A History of Alton Towers, the Home of the Earl of Shrewsbury
Alton Towers dates back as far as the 8th century when the tower’s site became a fortress held by Ceolred, King of Mercia. The Earls of Shrewsbury occupied the castle from 1412 when the Lady Ankarat de Verdun married Sir John Talbot – the title remained in the same family until the 1920s.
David Slade
David was an architect specialising in church architecture and he studied and was awarded a Masters Degree at Keele in History of Architecture. He was a partner at Hulme Upright and Partners at Festival Park, before he retired and did a few years from home. One of his specialist subjects is Pugin hence his interest. He also does guided tours of Pugin’s church in Cheadle.
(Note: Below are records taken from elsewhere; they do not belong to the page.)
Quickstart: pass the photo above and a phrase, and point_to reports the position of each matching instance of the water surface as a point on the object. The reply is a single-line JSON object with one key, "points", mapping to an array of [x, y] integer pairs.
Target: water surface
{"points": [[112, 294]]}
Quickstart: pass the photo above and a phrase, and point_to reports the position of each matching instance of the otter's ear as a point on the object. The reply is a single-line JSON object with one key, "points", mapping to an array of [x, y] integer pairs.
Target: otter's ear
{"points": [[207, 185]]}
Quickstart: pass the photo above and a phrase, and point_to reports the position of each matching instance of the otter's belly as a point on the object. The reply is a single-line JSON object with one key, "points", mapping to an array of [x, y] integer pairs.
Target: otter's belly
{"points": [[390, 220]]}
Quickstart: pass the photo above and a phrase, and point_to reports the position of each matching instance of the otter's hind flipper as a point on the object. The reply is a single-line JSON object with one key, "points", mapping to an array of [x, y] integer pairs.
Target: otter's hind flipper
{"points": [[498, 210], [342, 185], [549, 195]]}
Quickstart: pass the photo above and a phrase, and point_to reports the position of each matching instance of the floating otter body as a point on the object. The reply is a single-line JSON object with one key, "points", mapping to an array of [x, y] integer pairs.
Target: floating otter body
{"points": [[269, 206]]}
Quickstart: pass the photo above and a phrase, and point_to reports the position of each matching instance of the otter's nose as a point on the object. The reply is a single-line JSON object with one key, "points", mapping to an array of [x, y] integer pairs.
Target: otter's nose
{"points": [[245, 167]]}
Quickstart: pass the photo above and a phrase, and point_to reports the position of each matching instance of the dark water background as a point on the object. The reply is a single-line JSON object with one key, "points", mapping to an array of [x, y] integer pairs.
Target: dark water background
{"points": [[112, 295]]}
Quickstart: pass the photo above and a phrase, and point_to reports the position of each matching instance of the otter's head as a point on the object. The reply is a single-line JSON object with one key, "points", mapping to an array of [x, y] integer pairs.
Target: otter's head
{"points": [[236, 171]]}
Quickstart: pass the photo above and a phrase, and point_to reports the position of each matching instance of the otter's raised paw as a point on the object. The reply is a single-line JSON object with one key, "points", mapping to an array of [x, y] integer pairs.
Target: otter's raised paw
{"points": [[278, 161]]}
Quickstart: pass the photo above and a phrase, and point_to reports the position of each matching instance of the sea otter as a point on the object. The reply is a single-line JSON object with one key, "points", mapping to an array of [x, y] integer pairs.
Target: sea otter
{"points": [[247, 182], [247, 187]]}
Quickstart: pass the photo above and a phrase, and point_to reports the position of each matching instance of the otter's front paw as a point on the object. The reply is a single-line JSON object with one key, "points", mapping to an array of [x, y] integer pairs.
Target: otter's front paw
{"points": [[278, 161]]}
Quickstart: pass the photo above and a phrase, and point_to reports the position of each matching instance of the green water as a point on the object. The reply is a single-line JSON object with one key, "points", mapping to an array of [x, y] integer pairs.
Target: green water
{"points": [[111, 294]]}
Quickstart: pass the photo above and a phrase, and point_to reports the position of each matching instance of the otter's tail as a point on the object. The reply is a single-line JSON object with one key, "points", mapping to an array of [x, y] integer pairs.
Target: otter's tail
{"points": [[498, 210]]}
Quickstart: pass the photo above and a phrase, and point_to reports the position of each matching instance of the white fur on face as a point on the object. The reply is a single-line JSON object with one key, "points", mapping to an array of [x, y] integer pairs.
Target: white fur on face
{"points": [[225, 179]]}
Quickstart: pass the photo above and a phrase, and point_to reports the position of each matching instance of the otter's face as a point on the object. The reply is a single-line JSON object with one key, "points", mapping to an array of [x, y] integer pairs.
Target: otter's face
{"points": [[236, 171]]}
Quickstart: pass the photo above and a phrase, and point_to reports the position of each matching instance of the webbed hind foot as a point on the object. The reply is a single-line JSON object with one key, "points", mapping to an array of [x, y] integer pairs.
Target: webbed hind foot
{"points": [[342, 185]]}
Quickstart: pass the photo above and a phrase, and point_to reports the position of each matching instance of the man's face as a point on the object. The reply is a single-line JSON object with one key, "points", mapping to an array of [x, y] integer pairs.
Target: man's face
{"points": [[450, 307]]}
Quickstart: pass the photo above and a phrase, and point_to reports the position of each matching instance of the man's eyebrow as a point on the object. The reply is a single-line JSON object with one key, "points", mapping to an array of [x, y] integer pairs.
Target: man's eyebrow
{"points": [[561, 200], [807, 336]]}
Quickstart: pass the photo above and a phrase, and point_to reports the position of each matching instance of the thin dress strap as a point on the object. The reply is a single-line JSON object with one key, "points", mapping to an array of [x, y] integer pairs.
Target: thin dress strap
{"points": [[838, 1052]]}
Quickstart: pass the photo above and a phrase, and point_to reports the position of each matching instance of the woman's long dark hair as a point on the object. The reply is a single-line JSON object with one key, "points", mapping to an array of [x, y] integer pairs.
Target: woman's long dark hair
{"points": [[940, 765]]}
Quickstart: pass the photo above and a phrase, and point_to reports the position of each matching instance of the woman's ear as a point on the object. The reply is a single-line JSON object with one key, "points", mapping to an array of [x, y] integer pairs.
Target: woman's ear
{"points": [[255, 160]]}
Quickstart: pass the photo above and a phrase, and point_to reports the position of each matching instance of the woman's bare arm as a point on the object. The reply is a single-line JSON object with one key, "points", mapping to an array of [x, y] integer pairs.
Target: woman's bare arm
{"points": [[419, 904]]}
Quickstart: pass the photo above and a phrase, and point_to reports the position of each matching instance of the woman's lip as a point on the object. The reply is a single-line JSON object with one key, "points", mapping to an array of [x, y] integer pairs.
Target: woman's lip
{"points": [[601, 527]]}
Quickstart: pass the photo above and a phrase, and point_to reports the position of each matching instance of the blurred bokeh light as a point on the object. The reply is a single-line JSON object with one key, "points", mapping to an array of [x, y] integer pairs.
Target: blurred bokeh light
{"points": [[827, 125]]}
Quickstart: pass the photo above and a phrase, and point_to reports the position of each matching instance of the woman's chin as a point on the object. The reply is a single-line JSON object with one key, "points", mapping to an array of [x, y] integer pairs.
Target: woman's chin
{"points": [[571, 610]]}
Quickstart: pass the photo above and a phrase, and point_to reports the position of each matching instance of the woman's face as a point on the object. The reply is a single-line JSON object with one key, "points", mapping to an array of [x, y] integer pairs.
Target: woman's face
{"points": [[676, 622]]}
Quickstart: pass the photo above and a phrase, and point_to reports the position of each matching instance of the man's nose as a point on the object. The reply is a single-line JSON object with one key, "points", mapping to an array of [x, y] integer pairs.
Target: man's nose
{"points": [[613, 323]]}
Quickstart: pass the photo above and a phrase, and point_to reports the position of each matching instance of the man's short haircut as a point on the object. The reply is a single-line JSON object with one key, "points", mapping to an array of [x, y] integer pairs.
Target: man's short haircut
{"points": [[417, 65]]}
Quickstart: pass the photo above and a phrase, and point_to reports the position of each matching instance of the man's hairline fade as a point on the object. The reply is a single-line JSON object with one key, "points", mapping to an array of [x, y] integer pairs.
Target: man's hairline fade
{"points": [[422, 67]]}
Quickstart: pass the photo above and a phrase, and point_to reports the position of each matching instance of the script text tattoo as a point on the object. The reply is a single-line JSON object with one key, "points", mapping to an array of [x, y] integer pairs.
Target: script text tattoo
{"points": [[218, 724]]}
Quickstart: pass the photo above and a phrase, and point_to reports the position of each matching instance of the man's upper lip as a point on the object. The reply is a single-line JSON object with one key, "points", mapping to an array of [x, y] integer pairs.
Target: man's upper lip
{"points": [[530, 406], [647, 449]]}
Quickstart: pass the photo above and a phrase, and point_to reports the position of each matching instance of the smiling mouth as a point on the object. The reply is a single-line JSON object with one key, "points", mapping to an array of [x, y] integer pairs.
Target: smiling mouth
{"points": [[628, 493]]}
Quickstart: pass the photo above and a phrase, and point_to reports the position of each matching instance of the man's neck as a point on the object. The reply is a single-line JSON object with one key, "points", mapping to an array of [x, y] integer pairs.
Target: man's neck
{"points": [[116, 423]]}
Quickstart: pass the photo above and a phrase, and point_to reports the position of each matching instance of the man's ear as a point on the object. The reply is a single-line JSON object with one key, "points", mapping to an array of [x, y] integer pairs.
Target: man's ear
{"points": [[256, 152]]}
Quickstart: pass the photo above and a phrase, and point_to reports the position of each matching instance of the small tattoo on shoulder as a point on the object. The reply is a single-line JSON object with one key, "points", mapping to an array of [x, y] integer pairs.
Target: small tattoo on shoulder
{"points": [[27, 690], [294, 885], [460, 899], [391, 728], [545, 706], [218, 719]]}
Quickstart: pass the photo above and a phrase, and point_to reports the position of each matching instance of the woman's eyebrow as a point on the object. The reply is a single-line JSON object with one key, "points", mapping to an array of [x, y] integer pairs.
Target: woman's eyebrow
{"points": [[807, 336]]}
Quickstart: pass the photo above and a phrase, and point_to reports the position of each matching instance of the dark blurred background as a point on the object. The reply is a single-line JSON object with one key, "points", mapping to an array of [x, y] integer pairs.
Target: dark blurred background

David has also been running a History of Architecture course for Cheadle U3a for some 20 years.
Friday 27 June.
AGM + Talk by Andrew Lewer MBE
Albert Speer: Hitler’s Favourite
Albert Speer, 1905-81, may be familiar to some via his appearances on “The World At War”, the Laurence Olivier narrated 26 episode history of the Second World War He managed in those television appearances – and in his various books – to convey an urbane image at odds with that of the cartoonish grotesques of the rest of the Nazi leadership. Yet Speer was a favourite of Hitler and, as well as being the Third Reich’s leading architect, he was also responsible for War Production at a time when his success may have prolonged the war by many months. What was this deeply fascinating and important individual really like? Andrew Lewer’s illustrated talk looks over Speer’s life, career, imprisonment, partial rehabilitation and then posthumous un-rehabilitation, referencing the great biographies of the man and his own works.
Andrew Lewer MBE
Andrew Lewer has lived in and around Ashbourne since infancy, attending Longford and Osmaston Primary Schools and Queen Elizabeth’s Grammar School. He studied history at Newcastle University and Downing College, Cambridge. After a career in heritage publishing, based in Ashbourne Hall, Andrew represented Ashbourne at Derbyshire Dales District Council and then Derbyshire County Council, serving as County Council Leader from 2009-13, during which time he oversaw the construction of the new Ashbourne Library and the refurbishment of the Derbyshire County Records Office. He was a Director of Derbyshire Historic Buildings Trust from 2004-17 and Chairman of the UNESCO World Heritage Site, the Derwent Valley Mills, from 2009-13. He was awarded an MBE and elected as a Member of the European Parliament for the East Midlands in 2014. He served as the MP for Northampton South from 2017-24. Andrew now works as a consultant and director of several businesses in education and energy.